Balancing Autonomy and Protection
Safeguards in Legislation: To address these concerns, any legislation surrounding assisted suicide must include stringent safeguards. These measures should ensure that the decision to pursue assisted suicide is truly voluntary, informed, and not influenced by external pressures, whether financial or social.
Broadening Support Systems: It’s crucial to expand and strengthen support systems for the elderly, disabled, and economically disadvantaged. This approach includes enhancing access to quality healthcare, providing financial support, and ensuring robust social services. While this sounds good in theory, it does not address the reality of the situation. Because of low birth rates, we are already functioning in a humanitarian crisis.

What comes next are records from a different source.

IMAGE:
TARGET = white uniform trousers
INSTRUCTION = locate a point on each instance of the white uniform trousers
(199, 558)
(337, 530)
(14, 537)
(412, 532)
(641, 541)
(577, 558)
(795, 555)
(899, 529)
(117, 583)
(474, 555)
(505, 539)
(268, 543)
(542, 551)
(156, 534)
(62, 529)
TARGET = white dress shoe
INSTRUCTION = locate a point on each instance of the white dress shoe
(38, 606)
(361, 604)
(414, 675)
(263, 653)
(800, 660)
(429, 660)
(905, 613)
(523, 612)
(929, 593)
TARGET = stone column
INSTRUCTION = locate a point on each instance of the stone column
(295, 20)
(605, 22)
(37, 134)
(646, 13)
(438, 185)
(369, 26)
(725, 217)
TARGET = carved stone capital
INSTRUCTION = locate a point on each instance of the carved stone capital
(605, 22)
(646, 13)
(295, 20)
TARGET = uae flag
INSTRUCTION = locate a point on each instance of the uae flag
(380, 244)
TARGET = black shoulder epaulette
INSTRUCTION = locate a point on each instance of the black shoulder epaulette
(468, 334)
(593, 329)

Continuous Ethical Discourse: Ongoing ethical discussions and reviews of assisted suicide policies are essential to ensure they align with societal values and do not disproportionately impact vulnerable populations.
In conclusion, while assisted suicide for terminally ill individuals can be seen as an aspect of respecting personal autonomy and dignity, its potential application as a solution for financial and demographic challenges is fraught with ethical complications. It's imperative that societies address these concerns through comprehensive healthcare policies, robust support systems, and continued ethical vigilance to protect the most vulnerable.
While I am an advocate for those that seek assisted suicide, I believe as a culture, we are starting a slippery slope on rational assisted suicide that may result in death of poor, disabled and elderly because they are a financial drain to society.